Figure 2. Maximal bond length difference versus maximal bond angle difference (hydrogen atoms excluded) for the 70 fully processed structures.

 

Pre filtering test on the bigger structures sample

Based on the issues with the 100 structures sample, we had tried to run some simpler test on the whole 194017 set. Eventual computational non-expensive pre-filtering can help to save computational resources as well. The inspiration of the test was the PLATON/checkCIF code.

The first test was a test for correct space group determination. The test checks whatever there exist a higher symmetry able to describe the structure or whatever the structure is not described by super cell. The test was done by the help of Spglib[3] library in a similar way as it is done by ADDSYM code in PLATON. An issue was detected for 622 structures (0.32%).

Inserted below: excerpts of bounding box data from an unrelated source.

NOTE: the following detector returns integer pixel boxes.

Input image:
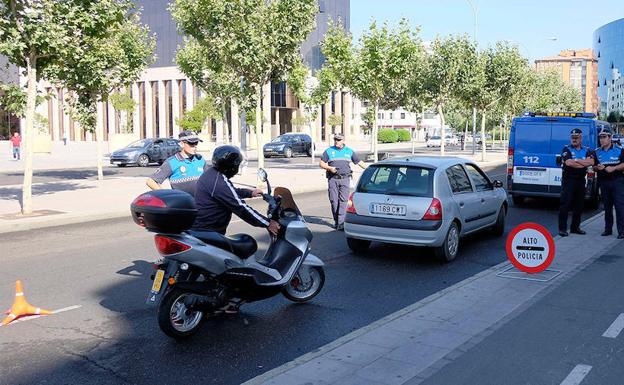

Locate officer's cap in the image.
[179,130,203,143]
[598,127,611,136]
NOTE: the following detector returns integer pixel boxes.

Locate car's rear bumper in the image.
[345,214,448,246]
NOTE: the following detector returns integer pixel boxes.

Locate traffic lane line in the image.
[602,313,624,338]
[0,305,82,327]
[561,364,592,385]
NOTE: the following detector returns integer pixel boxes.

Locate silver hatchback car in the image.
[345,156,508,262]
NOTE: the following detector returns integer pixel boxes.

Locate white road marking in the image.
[0,305,82,327]
[561,364,592,385]
[602,313,624,338]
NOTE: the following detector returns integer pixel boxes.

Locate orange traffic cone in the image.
[2,281,52,325]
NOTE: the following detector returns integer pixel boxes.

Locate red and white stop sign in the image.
[506,222,555,274]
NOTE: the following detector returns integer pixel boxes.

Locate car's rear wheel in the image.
[511,195,524,205]
[434,222,459,263]
[347,237,371,253]
[492,206,507,237]
[137,154,149,167]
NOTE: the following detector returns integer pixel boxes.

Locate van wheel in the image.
[492,206,507,237]
[434,222,459,263]
[347,237,370,253]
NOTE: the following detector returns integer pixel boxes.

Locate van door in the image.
[513,119,552,193]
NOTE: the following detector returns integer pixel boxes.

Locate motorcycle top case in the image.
[130,189,197,234]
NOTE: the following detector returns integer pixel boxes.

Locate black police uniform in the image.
[559,129,593,232]
[594,130,624,237]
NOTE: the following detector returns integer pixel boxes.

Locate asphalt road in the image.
[0,168,592,384]
[0,147,482,186]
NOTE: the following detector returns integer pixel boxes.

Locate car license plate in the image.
[370,203,407,216]
[152,270,165,294]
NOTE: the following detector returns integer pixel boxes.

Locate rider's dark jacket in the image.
[193,167,269,234]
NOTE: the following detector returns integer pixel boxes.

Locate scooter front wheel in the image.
[158,288,204,339]
[282,265,325,303]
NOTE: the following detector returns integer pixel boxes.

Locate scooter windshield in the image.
[273,187,301,215]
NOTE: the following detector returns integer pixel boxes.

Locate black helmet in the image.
[212,146,243,178]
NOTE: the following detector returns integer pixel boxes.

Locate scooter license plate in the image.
[152,270,165,294]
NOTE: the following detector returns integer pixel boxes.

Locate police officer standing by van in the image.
[319,134,366,230]
[146,130,210,196]
[559,128,594,237]
[594,127,624,239]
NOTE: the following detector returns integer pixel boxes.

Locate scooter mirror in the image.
[258,168,268,182]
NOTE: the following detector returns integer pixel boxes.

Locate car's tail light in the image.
[154,235,191,255]
[507,147,513,174]
[132,193,167,208]
[347,192,357,214]
[423,198,442,221]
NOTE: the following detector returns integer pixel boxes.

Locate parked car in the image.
[110,139,180,167]
[345,157,507,262]
[263,134,312,158]
[427,136,442,147]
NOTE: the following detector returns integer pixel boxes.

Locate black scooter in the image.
[131,169,325,338]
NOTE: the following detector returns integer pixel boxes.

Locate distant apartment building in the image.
[535,49,599,113]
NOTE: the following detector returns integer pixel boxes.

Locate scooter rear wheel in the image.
[158,288,204,339]
[282,265,325,303]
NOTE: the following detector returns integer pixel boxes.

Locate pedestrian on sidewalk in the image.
[559,128,594,237]
[10,131,22,160]
[146,130,210,196]
[594,128,624,239]
[319,134,366,230]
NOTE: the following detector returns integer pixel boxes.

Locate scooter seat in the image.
[187,230,258,259]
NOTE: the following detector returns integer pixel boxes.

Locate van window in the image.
[357,165,435,197]
[446,164,472,194]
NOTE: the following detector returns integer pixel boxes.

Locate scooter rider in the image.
[193,145,280,235]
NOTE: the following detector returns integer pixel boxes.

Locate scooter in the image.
[131,169,325,339]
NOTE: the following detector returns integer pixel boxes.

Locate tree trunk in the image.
[481,110,487,162]
[22,51,37,215]
[438,104,446,156]
[256,87,264,169]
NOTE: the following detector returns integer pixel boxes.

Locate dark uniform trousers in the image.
[599,176,624,235]
[559,177,585,231]
[327,176,351,224]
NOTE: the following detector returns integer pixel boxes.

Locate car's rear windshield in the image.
[357,165,435,197]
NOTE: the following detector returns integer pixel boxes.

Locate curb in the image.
[241,211,612,385]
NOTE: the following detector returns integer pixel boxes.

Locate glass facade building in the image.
[593,19,624,113]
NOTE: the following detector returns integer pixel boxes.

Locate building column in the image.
[334,90,345,135]
[230,100,240,147]
[157,80,169,138]
[342,92,353,141]
[171,79,182,138]
[145,81,156,138]
[262,82,275,143]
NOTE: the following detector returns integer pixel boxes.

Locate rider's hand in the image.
[269,220,281,235]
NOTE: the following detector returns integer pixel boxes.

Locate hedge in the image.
[397,130,412,142]
[377,128,399,143]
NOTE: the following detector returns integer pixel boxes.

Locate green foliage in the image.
[377,128,399,143]
[396,129,412,142]
[327,114,342,126]
[177,96,221,132]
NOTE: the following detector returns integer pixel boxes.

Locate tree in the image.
[171,0,318,171]
[44,4,155,180]
[0,0,129,214]
[425,36,478,155]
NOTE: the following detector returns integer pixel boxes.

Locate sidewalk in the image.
[0,144,506,233]
[245,214,620,385]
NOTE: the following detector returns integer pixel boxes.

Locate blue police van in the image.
[507,112,609,207]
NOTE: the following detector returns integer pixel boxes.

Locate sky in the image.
[351,0,624,62]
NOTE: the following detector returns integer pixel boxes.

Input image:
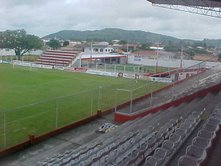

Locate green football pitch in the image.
[0,64,165,150]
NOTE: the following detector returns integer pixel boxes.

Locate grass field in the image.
[0,64,164,149]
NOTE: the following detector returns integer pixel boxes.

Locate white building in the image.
[84,42,114,54]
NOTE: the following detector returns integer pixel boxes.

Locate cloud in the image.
[0,0,221,39]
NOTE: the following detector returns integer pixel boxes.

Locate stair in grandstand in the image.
[37,92,221,166]
[35,50,79,66]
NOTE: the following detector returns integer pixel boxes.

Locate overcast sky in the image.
[0,0,221,40]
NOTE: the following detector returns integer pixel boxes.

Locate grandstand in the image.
[33,93,221,166]
[0,63,221,166]
[36,50,79,66]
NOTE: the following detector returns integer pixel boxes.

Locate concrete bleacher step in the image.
[35,93,221,166]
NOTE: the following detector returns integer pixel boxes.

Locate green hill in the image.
[43,28,179,43]
[43,28,221,47]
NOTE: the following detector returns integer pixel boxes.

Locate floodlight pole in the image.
[91,93,93,115]
[130,90,133,113]
[4,111,7,147]
[55,100,58,129]
[98,86,102,110]
[114,89,117,112]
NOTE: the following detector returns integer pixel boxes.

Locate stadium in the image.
[0,0,221,166]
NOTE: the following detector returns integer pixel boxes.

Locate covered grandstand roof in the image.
[147,0,221,8]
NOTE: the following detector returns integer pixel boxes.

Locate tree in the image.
[63,40,69,47]
[46,39,61,50]
[0,30,43,60]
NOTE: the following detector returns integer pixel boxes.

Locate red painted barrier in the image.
[114,83,221,123]
[0,69,209,158]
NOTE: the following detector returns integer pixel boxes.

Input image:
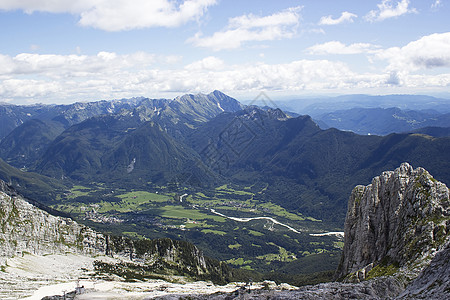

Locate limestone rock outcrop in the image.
[0,180,231,283]
[0,181,106,264]
[337,163,450,281]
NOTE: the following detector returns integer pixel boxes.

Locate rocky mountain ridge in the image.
[337,163,450,281]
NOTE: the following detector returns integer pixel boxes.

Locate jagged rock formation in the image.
[0,180,106,264]
[337,163,450,281]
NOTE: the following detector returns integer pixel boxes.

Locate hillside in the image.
[0,181,239,299]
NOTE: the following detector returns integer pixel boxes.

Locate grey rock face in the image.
[337,163,450,281]
[0,181,106,264]
[398,244,450,300]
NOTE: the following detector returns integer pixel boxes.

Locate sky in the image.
[0,0,450,104]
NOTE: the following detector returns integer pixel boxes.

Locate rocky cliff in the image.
[337,163,450,281]
[0,181,106,264]
[0,181,231,283]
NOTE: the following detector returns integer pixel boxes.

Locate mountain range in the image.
[0,91,450,227]
[315,107,450,135]
[0,163,450,299]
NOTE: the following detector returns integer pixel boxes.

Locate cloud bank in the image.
[319,11,358,25]
[365,0,417,22]
[0,32,450,103]
[187,7,302,51]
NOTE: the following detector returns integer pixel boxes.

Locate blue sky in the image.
[0,0,450,104]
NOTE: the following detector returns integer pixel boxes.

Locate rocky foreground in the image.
[0,163,450,299]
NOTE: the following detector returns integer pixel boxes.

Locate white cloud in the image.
[306,41,379,55]
[0,0,217,31]
[431,0,442,9]
[0,47,450,103]
[319,11,358,25]
[185,56,225,71]
[365,0,417,22]
[376,32,450,72]
[187,7,301,51]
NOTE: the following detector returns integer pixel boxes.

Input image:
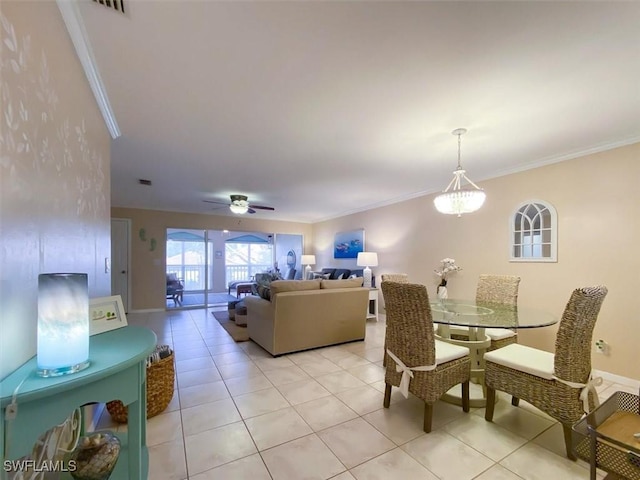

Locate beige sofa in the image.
[244,278,369,356]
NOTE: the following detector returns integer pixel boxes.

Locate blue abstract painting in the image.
[333,230,364,258]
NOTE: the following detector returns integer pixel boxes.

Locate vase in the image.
[69,432,120,480]
[438,285,449,300]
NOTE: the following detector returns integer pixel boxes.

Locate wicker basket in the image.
[107,352,176,423]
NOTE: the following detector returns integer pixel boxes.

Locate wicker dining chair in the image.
[380,273,409,367]
[484,286,607,460]
[381,281,471,433]
[476,274,520,352]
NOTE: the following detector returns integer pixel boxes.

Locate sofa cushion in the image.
[329,268,351,280]
[271,280,320,297]
[258,285,271,300]
[320,277,364,289]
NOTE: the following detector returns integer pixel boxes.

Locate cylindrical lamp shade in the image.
[356,252,378,288]
[300,255,316,265]
[37,273,89,377]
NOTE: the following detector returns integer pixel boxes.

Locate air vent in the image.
[93,0,124,13]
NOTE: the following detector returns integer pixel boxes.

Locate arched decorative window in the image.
[510,200,558,262]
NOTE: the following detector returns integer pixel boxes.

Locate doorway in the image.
[111,218,131,313]
[166,228,303,309]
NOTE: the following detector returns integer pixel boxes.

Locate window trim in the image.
[509,199,558,263]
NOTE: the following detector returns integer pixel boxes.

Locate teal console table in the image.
[0,326,157,480]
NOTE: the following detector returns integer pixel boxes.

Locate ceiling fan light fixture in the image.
[229,200,249,215]
[433,128,487,217]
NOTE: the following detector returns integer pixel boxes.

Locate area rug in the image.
[211,311,249,342]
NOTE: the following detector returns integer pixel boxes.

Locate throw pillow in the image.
[320,277,364,289]
[258,285,271,300]
[271,280,320,297]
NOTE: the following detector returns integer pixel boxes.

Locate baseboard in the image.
[593,370,640,389]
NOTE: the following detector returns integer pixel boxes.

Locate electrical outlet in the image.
[596,339,609,355]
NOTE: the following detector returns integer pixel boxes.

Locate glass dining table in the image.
[431,299,559,407]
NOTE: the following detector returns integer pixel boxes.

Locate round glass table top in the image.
[431,299,559,328]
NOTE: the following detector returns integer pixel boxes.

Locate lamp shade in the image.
[300,255,316,265]
[356,252,378,267]
[37,273,89,377]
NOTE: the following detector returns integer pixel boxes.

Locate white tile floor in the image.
[99,309,637,480]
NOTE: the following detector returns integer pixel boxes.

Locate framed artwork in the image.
[89,295,127,335]
[333,229,364,258]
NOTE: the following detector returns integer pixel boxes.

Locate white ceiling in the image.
[80,0,640,222]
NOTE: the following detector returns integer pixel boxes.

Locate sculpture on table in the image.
[434,258,462,300]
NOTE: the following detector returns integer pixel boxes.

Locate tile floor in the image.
[99,309,638,480]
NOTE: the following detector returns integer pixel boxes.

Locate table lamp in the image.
[300,255,316,280]
[356,252,378,288]
[36,273,89,377]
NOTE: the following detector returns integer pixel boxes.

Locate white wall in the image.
[0,1,111,378]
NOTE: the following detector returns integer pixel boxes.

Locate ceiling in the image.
[80,0,640,222]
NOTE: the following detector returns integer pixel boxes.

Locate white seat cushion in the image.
[435,340,469,365]
[484,343,554,380]
[484,328,517,340]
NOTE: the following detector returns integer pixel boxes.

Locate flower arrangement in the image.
[434,258,462,287]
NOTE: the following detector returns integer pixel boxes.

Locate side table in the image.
[236,283,253,298]
[0,326,157,480]
[573,392,640,480]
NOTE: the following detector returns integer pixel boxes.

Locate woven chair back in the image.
[554,286,607,383]
[381,273,409,283]
[476,273,520,305]
[382,281,435,367]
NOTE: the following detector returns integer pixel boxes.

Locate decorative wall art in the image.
[333,229,364,258]
[89,295,127,335]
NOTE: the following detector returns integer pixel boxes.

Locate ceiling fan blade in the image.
[251,204,275,210]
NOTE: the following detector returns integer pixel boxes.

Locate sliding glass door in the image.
[166,228,213,308]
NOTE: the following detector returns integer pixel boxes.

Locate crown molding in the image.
[56,0,121,139]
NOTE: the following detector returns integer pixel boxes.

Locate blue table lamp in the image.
[37,273,90,377]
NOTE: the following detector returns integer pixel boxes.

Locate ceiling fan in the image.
[203,195,275,214]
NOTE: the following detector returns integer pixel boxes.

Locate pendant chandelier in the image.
[433,128,486,217]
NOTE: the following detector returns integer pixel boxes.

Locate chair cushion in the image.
[435,340,469,365]
[484,328,517,340]
[484,343,554,380]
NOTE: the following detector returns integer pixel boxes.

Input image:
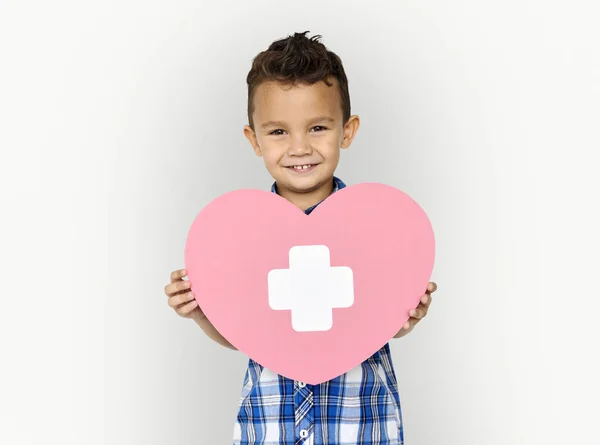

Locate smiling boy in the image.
[165,32,436,445]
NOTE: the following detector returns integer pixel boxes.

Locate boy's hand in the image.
[165,269,206,321]
[394,282,437,338]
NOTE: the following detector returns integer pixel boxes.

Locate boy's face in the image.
[244,81,359,206]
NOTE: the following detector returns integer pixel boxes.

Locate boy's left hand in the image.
[394,282,437,338]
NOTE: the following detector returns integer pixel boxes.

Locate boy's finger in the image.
[177,300,198,315]
[171,269,187,283]
[421,294,431,307]
[169,292,194,308]
[165,281,191,297]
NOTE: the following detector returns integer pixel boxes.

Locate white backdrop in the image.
[0,0,600,445]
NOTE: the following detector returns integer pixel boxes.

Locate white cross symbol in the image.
[268,246,354,332]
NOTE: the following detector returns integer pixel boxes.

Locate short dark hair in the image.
[246,31,350,129]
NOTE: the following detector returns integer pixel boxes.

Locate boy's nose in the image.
[288,136,312,156]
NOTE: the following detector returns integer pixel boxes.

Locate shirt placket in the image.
[294,382,314,445]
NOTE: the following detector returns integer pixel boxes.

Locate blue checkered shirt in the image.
[233,178,404,445]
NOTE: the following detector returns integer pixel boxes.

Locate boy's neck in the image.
[277,178,334,211]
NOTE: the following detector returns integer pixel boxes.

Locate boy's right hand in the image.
[165,269,206,321]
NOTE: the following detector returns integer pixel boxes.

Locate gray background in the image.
[0,0,600,445]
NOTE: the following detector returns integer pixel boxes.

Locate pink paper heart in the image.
[185,183,435,384]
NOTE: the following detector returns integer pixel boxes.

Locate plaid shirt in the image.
[233,178,404,445]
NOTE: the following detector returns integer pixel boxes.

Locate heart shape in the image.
[185,183,435,384]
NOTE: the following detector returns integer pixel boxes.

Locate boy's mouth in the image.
[287,164,317,173]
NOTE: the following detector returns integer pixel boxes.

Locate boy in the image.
[165,32,436,445]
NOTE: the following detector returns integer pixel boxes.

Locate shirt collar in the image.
[271,176,346,215]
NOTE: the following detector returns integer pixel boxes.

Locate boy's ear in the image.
[244,125,262,156]
[340,114,360,148]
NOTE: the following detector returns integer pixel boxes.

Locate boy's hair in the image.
[246,31,350,130]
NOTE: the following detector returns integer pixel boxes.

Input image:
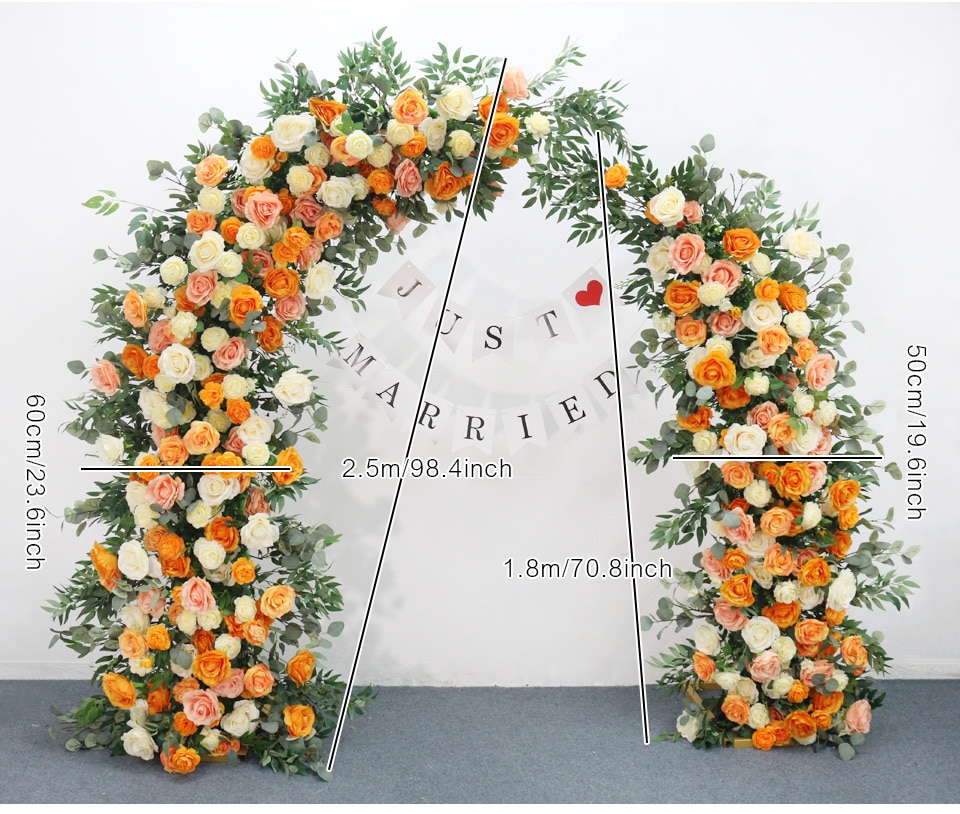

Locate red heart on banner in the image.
[574,280,603,308]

Another test was done for Solvent Volume presence calculation in the unit cell. The Solvent Volume was calculated as suggested in the BYPASS article [4] so it corresponds exactly to values calculated by PLATON/checkCIF. 20 057 structures (10.34 %) with Solvent Area > 40 Å3 was detected.

The last test was done by checking the correspondence between chemical_formula_sum information in the CIF file and formula generated from tom coordinates. A disagreement was found for 45 974 structures (23.70%).  In most often cases the disagreement is the result of generating more than asymmetric unit cell atoms by CSD ConQuest to get a complete molecule. Unfortunately, this data cannot be used directly for DFT calculation without pre-processing. In a lot of cases the results indicate missing atoms in the structure as well.

Conclusions

DFT method can reliably detect issues with incorrectly determined structures. Unfortunately, its use is limited by computational resources, presence of metals in the structure and structure disorder occurrence. Only a sub-set of CSD can be checked by this methodology due to multiple issues with deposited structures. Even on a small 70 structures sample from CSD, structures with symptoms similar to fraud structures (compare Fig 1 and Fig 2) can be detected. A test made on large sample by the use of supercomputer, or a test done by alternative methods (ML force field) is required for more conclusions.

 

1. J. Streek, M. A. Neumann, Acta .Cryst., B66, (2010), 544.

2. J. Streek, M. A. Neumann, Acta .Cryst., B70, (2014), 1020.

3.  Spglib : https://arxiv.org/abs/1808.01590

4. P. Sluis, A. L. Speak, Acta .Cryst., A46, (1990), 194.